COLUMBUS, Ohio -- If there had only been one adjustment, maybe there would be no decision to make.

Scooting the ball five yards closer obviously makes booming a kickoff into the end zone a bit easier. For a team like Ohio State that already had a leg that could handle the old distance, blasting it clear out of the back with consistency has perhaps become a realistic option.

But the new NCAA rules also balanced that yardage out providing some in exchange for the return team, with touchbacks now bringing the ball back out to the 25-yard line when an offense takes over. And that additional change might not always provide the intended goal of more touchbacks and less violence on kickoffs.

Rather than give up that yardage and just let Drew Basil swing away, Buckeyes coach Urban Meyer appears to have other ideas for his kickoff man and coverage unit, depending on who is standing at the other end of the field.

"Depends on who we’re facing," Meyer said. "If we’re facing a freak where it’s a problem, yeah, kick it out of the end zone. The 25-yard line where they get it back, there’s also that five yards, that’s a big difference.

"If it’s someone we can handle I think, we’re going to try to drop it in there. If it’s a guy that we don’t want to touch the ball, we’d like to drive it deep."

Meyer has long placed an emphasis on special teams as critical to a game's outcome, and he has made it well known he believes the rule changes are significant.

In addition to the headstart for the kicker, the NCAA cut the one the rest of the unit used to enjoy in half by limiting the running start to 5 yards down from 10. That's forced Meyer and his staff to get creative with their schemes in training camp, and how quickly the Buckeyes adapt figures to also play into the weekly decision-making process of what to do when the ball gets teed up.

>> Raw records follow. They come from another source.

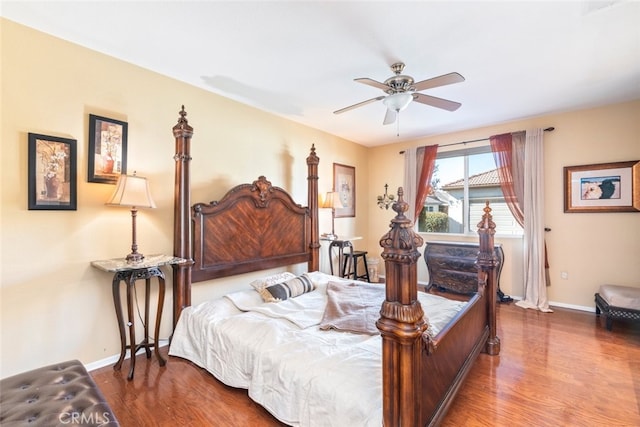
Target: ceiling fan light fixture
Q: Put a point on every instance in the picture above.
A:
(398, 101)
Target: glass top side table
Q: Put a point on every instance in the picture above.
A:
(129, 273)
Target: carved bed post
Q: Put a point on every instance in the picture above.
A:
(486, 265)
(182, 217)
(401, 322)
(312, 195)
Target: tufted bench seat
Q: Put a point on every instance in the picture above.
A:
(60, 394)
(618, 302)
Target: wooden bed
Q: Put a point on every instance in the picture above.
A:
(258, 226)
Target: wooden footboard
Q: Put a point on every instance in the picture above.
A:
(421, 374)
(449, 356)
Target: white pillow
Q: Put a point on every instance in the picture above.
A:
(291, 288)
(260, 284)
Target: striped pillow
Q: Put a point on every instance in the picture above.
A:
(289, 289)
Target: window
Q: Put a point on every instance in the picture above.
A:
(462, 181)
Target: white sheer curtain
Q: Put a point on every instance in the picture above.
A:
(535, 285)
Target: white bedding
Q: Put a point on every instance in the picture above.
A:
(302, 375)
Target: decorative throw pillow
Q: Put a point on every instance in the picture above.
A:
(260, 284)
(288, 289)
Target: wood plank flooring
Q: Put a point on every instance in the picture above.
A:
(554, 369)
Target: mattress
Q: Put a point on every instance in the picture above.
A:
(302, 375)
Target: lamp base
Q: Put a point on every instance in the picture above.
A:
(134, 257)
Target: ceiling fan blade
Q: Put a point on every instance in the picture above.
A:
(373, 83)
(389, 117)
(359, 104)
(443, 80)
(445, 104)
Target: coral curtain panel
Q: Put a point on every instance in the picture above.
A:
(519, 158)
(419, 164)
(423, 188)
(512, 186)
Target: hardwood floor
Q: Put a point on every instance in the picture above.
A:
(554, 369)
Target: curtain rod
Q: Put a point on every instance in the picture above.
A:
(549, 129)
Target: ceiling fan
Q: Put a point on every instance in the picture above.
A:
(401, 90)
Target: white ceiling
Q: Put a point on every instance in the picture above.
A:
(298, 59)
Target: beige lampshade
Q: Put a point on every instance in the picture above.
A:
(132, 190)
(332, 200)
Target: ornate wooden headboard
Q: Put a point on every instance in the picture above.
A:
(253, 227)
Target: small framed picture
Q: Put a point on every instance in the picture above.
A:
(52, 173)
(344, 183)
(604, 187)
(107, 149)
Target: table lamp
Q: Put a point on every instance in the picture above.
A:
(332, 201)
(133, 191)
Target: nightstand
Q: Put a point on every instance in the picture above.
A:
(129, 273)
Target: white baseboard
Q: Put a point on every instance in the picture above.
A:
(111, 360)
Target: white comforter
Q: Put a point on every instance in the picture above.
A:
(302, 375)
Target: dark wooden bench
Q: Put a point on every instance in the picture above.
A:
(617, 302)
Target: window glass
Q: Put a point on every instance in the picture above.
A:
(462, 182)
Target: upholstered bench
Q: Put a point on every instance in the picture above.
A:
(60, 394)
(618, 302)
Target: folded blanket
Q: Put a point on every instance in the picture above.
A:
(353, 307)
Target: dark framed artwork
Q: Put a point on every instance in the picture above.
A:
(52, 170)
(604, 187)
(344, 183)
(107, 149)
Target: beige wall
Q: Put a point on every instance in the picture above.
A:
(55, 306)
(593, 248)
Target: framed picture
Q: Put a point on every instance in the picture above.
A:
(107, 149)
(605, 187)
(344, 183)
(52, 173)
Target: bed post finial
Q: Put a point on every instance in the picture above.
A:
(312, 202)
(486, 265)
(401, 322)
(182, 247)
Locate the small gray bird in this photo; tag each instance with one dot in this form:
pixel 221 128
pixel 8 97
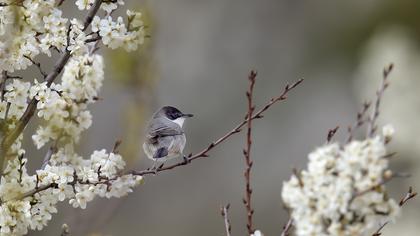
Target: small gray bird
pixel 165 138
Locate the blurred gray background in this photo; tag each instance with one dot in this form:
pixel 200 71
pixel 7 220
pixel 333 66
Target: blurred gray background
pixel 197 58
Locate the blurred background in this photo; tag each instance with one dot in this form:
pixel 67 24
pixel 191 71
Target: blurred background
pixel 197 58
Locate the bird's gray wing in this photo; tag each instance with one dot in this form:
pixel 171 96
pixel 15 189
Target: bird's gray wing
pixel 160 127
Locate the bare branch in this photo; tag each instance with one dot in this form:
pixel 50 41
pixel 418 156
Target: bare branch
pixel 51 151
pixel 409 195
pixel 361 120
pixel 287 227
pixel 331 133
pixel 371 129
pixel 65 231
pixel 236 129
pixel 247 153
pixel 224 211
pixel 38 65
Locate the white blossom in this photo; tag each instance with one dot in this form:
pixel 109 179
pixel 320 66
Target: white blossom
pixel 257 233
pixel 332 196
pixel 39 27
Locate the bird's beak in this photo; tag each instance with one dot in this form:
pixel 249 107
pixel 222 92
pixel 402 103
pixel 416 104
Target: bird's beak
pixel 187 115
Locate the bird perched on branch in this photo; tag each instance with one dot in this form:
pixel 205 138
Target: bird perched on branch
pixel 165 138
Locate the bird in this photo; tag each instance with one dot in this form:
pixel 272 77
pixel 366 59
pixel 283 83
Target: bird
pixel 165 138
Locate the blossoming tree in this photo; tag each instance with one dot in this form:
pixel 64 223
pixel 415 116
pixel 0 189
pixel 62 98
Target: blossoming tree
pixel 340 193
pixel 29 28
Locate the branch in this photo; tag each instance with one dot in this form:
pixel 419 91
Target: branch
pixel 224 211
pixel 30 110
pixel 379 94
pixel 331 133
pixel 287 227
pixel 51 151
pixel 236 129
pixel 65 231
pixel 359 121
pixel 409 195
pixel 247 153
pixel 38 65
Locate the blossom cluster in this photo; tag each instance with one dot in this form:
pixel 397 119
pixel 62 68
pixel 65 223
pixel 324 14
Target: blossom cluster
pixel 29 28
pixel 341 191
pixel 32 27
pixel 28 201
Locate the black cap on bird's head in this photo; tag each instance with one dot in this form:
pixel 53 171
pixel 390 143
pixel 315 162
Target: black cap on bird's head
pixel 171 113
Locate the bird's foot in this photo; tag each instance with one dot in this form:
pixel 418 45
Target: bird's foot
pixel 186 160
pixel 157 168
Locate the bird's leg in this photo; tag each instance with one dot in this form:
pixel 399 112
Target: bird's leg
pixel 186 160
pixel 155 166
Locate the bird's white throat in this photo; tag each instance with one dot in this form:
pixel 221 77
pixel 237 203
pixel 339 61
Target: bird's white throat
pixel 179 121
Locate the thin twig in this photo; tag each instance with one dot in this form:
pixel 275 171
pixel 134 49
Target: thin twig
pixel 247 154
pixel 331 133
pixel 287 227
pixel 236 129
pixel 371 129
pixel 224 211
pixel 360 120
pixel 38 65
pixel 3 84
pixel 409 195
pixel 60 2
pixel 65 231
pixel 51 151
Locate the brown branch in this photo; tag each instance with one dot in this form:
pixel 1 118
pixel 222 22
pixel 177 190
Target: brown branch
pixel 60 2
pixel 371 129
pixel 331 133
pixel 37 190
pixel 65 231
pixel 287 227
pixel 236 129
pixel 10 138
pixel 3 84
pixel 247 154
pixel 224 211
pixel 360 120
pixel 51 151
pixel 38 65
pixel 385 179
pixel 409 195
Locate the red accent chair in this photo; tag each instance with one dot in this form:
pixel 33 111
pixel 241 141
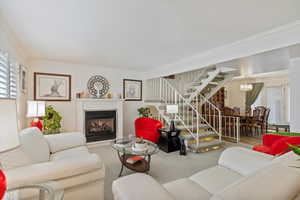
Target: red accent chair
pixel 147 129
pixel 276 144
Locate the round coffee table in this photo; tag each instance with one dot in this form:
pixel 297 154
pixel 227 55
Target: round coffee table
pixel 125 150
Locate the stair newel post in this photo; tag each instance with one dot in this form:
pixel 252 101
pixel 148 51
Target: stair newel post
pixel 238 129
pixel 220 126
pixel 160 88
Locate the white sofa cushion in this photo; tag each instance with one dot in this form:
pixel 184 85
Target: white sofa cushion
pixel 14 158
pixel 275 182
pixel 186 189
pixel 139 187
pixel 34 145
pixel 244 161
pixel 54 170
pixel 216 178
pixel 64 141
pixel 69 153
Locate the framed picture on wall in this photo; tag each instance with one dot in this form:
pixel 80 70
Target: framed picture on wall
pixel 132 90
pixel 52 87
pixel 23 78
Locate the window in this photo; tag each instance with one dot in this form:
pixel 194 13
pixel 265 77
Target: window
pixel 8 77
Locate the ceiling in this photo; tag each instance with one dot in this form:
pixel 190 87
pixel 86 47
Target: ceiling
pixel 138 34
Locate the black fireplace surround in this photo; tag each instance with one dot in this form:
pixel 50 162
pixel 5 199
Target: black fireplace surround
pixel 100 125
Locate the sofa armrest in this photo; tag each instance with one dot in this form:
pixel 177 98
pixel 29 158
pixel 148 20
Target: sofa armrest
pixel 63 141
pixel 53 170
pixel 139 186
pixel 244 161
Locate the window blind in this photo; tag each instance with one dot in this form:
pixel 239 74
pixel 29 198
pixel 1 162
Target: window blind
pixel 8 77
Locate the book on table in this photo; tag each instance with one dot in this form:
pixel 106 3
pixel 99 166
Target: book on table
pixel 134 159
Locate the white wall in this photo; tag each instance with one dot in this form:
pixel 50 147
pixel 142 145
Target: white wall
pixel 295 94
pixel 9 44
pixel 80 74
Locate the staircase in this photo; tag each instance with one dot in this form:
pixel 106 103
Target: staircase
pixel 199 119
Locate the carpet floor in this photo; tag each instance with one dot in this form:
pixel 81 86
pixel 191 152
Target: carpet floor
pixel 164 167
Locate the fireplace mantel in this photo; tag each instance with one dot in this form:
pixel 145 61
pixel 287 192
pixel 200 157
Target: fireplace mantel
pixel 83 105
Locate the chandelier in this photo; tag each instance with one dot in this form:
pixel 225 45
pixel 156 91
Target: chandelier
pixel 246 87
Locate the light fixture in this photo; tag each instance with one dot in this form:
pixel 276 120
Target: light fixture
pixel 36 109
pixel 246 87
pixel 172 109
pixel 9 137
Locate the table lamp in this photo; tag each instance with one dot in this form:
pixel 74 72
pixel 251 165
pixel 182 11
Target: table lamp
pixel 172 109
pixel 36 109
pixel 9 137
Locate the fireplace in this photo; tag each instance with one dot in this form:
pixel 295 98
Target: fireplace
pixel 100 125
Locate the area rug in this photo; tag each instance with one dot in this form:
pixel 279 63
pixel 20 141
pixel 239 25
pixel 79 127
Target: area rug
pixel 164 167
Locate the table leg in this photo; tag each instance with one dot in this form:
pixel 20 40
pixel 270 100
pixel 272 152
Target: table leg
pixel 149 160
pixel 123 160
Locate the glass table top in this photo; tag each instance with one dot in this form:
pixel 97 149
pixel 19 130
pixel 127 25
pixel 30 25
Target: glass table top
pixel 127 146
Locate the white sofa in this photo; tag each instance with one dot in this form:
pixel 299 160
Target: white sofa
pixel 63 158
pixel 241 174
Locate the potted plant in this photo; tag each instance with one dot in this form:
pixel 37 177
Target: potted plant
pixel 51 121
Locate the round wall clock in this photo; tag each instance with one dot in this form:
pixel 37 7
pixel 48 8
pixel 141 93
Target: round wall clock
pixel 98 86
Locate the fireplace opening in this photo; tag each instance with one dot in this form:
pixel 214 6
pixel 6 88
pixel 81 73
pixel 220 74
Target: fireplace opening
pixel 100 125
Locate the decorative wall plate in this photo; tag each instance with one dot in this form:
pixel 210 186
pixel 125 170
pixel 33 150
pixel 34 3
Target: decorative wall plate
pixel 98 86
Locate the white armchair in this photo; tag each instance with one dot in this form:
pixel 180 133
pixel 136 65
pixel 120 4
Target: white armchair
pixel 63 158
pixel 241 174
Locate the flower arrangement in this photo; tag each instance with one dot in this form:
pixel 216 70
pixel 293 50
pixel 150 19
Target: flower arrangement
pixel 51 121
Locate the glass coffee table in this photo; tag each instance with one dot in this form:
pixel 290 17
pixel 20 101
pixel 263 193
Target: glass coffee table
pixel 125 149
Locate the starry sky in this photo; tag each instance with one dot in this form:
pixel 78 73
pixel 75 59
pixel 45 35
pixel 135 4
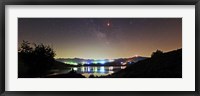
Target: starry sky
pixel 102 38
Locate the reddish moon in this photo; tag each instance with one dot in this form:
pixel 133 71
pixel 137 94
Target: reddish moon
pixel 108 24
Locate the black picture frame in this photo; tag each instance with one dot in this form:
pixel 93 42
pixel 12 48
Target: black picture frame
pixel 3 3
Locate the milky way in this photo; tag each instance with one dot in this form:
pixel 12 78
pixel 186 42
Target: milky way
pixel 100 38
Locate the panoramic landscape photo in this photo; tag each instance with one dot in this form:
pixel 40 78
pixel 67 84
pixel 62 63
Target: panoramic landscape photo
pixel 99 47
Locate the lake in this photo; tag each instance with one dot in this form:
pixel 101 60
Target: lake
pixel 95 70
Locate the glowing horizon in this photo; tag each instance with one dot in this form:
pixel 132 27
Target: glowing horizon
pixel 103 38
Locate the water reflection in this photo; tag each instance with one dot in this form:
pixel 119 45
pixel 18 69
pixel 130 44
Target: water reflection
pixel 97 70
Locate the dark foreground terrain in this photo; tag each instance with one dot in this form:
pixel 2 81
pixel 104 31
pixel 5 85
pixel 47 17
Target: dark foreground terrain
pixel 161 65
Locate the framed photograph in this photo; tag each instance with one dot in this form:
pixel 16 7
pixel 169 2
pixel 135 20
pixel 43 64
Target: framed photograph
pixel 100 47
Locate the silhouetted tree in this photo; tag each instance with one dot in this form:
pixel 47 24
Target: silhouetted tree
pixel 37 59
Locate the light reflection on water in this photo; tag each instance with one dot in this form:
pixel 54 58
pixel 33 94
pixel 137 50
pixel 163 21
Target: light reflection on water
pixel 97 70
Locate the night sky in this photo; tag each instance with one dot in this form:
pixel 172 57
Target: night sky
pixel 102 38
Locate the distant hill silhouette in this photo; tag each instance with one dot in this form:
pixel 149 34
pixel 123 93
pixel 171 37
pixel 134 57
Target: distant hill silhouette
pixel 162 65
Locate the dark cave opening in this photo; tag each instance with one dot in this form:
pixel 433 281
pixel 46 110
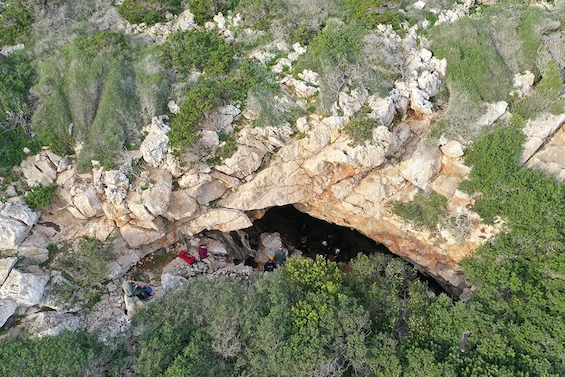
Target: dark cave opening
pixel 288 221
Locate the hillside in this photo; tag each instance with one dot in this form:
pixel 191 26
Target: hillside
pixel 133 129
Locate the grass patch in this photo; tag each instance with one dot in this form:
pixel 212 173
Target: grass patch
pixel 16 19
pixel 98 91
pixel 360 130
pixel 149 11
pixel 474 66
pixel 426 209
pixel 40 196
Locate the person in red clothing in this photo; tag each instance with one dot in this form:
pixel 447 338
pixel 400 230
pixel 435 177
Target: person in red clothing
pixel 205 257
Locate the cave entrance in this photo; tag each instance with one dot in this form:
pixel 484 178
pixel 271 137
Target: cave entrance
pixel 287 221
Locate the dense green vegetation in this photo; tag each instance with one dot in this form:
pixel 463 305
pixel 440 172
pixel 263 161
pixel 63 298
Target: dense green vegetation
pixel 15 22
pixel 149 11
pixel 485 51
pixel 97 91
pixel 311 318
pixel 66 355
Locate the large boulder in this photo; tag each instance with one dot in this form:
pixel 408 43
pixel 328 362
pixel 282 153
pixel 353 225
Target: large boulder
pixel 6 265
pixel 7 308
pixel 87 202
pixel 155 146
pixel 136 236
pixel 25 288
pixel 183 206
pixel 158 196
pixel 12 233
pixel 51 323
pixel 224 220
pixel 18 210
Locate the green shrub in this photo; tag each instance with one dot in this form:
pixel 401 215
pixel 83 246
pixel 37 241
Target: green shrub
pixel 98 90
pixel 17 77
pixel 292 20
pixel 12 148
pixel 40 196
pixel 198 50
pixel 149 11
pixel 15 22
pixel 426 209
pixel 205 10
pixel 372 13
pixel 361 130
pixel 84 269
pixel 544 98
pixel 474 66
pixel 69 354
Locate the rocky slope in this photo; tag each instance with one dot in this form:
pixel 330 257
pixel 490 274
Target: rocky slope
pixel 155 198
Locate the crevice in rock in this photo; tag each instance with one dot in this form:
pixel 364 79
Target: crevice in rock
pixel 287 220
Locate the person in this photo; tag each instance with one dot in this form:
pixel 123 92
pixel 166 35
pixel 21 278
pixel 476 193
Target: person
pixel 280 255
pixel 270 266
pixel 130 298
pixel 326 249
pixel 205 257
pixel 337 256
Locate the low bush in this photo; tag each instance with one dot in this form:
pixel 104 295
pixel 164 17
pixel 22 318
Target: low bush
pixel 426 209
pixel 98 91
pixel 69 354
pixel 149 11
pixel 360 130
pixel 15 22
pixel 12 148
pixel 291 20
pixel 40 196
pixel 198 50
pixel 544 97
pixel 372 13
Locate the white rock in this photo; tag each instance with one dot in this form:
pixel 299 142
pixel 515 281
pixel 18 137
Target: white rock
pixel 170 282
pixel 245 161
pixel 155 146
pixel 224 220
pixel 220 20
pixel 524 82
pixel 51 323
pixel 207 192
pixel 7 308
pixel 136 236
pixel 493 113
pixel 158 196
pixel 18 210
pixel 419 101
pixel 351 103
pixel 87 202
pixel 182 206
pixel 422 166
pixel 429 82
pixel 209 138
pixel 382 108
pixel 24 288
pixel 452 149
pixel 310 77
pixel 6 265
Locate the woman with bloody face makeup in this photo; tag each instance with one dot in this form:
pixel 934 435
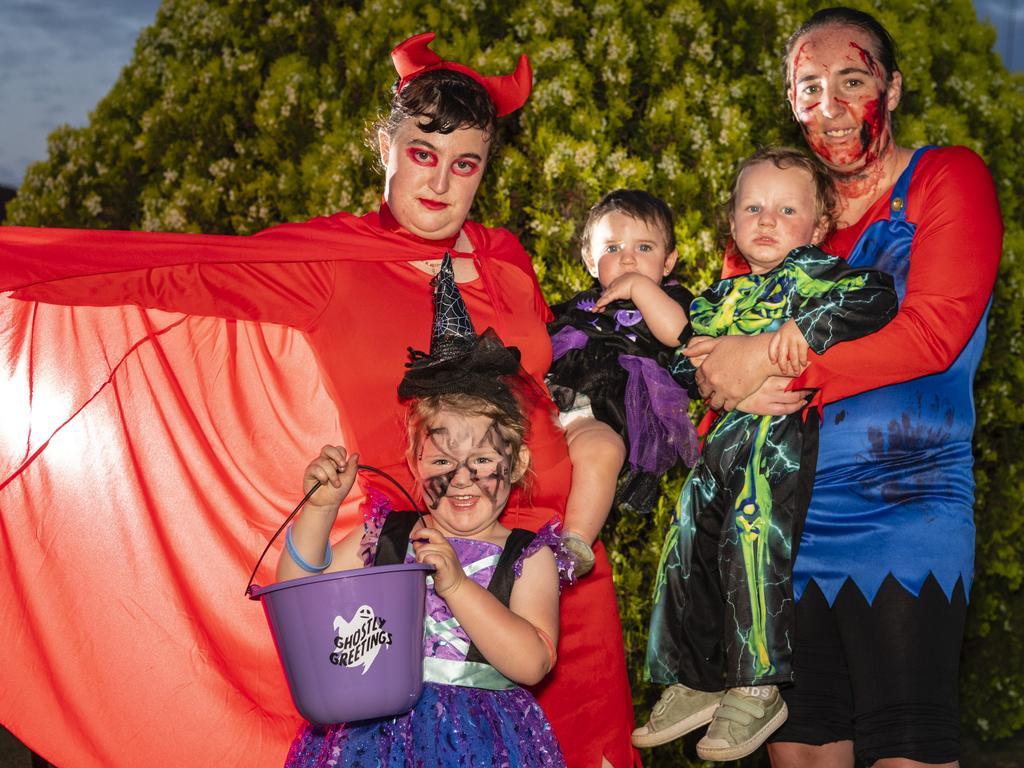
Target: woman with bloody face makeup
pixel 209 368
pixel 886 558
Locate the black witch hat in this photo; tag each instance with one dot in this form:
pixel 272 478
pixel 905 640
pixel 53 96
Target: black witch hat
pixel 460 361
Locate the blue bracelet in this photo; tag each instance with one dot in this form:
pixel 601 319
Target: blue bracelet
pixel 298 558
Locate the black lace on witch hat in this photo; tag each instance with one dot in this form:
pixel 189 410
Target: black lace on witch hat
pixel 460 361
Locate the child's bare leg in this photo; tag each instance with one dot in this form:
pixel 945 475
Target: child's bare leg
pixel 597 454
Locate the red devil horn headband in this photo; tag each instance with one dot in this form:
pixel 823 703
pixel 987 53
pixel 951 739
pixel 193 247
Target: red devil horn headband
pixel 509 92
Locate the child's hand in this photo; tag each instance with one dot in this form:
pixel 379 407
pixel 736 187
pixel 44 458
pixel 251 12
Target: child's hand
pixel 436 551
pixel 336 472
pixel 787 349
pixel 621 289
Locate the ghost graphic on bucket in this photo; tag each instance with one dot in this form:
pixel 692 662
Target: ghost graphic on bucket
pixel 359 639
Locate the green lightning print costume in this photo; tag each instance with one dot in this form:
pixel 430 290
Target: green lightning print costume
pixel 723 598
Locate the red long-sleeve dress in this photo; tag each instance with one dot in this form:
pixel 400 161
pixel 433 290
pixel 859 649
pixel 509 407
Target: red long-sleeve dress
pixel 150 452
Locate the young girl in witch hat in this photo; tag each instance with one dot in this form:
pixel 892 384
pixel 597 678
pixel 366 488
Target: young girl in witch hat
pixel 492 620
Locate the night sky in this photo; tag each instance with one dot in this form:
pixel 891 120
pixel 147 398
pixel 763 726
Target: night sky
pixel 59 57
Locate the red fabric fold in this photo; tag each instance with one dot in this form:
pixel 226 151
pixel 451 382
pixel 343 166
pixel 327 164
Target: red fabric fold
pixel 146 456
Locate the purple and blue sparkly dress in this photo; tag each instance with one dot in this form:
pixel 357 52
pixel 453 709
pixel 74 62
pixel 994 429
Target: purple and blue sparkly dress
pixel 469 714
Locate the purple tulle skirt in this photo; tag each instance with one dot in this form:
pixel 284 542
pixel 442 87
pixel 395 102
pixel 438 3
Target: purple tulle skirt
pixel 450 726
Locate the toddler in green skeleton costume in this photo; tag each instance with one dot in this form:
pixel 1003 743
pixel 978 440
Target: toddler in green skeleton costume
pixel 722 621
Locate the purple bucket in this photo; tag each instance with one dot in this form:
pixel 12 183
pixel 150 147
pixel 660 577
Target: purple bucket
pixel 350 642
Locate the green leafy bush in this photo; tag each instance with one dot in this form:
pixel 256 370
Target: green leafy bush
pixel 235 115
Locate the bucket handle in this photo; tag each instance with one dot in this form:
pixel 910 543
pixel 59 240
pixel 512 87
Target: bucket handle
pixel 294 512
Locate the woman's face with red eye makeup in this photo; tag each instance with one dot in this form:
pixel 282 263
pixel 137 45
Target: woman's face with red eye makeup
pixel 465 470
pixel 431 178
pixel 840 96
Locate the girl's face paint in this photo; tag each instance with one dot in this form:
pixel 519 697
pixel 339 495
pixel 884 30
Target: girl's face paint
pixel 839 95
pixel 465 472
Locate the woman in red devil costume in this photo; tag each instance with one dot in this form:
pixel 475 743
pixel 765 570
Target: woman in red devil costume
pixel 160 391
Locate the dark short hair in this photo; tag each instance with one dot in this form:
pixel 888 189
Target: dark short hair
pixel 441 101
pixel 825 194
pixel 885 46
pixel 636 204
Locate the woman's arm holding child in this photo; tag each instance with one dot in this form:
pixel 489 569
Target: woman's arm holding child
pixel 664 315
pixel 309 535
pixel 511 639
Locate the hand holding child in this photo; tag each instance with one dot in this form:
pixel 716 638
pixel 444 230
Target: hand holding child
pixel 336 472
pixel 788 349
pixel 436 551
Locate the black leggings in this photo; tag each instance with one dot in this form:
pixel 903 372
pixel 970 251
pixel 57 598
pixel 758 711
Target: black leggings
pixel 883 676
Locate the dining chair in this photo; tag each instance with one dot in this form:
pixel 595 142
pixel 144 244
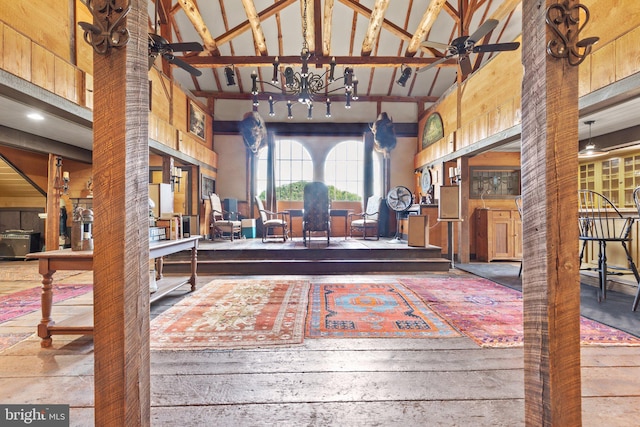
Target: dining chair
pixel 600 222
pixel 271 222
pixel 367 220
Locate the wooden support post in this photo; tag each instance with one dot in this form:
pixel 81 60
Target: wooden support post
pixel 551 287
pixel 52 223
pixel 464 226
pixel 121 236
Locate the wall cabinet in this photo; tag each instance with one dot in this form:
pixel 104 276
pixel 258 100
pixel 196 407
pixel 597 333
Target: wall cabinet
pixel 499 234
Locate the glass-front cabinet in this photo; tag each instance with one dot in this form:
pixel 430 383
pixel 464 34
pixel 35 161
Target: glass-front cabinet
pixel 614 177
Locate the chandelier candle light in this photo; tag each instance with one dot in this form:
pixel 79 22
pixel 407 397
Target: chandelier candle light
pixel 304 85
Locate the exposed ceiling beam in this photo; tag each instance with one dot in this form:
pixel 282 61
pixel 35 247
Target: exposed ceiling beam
pixel 375 25
pixel 386 24
pixel 256 28
pixel 307 12
pixel 505 8
pixel 425 25
pixel 191 10
pixel 316 98
pixel 326 33
pixel 354 61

"It’s a huge rule," Meyer said. "I’ve coached kickoff now for 25 years, and without the running start -- I’m all for player safety and I think it will help, but you don’t have near the momentum going. If you have a 10-yard running start, you’re hitting it at full speed like that. And we do a lot of moving around, so it’s completely changed how we approach kickoff."

And how Meyer handles it from week to week is subject to change as well.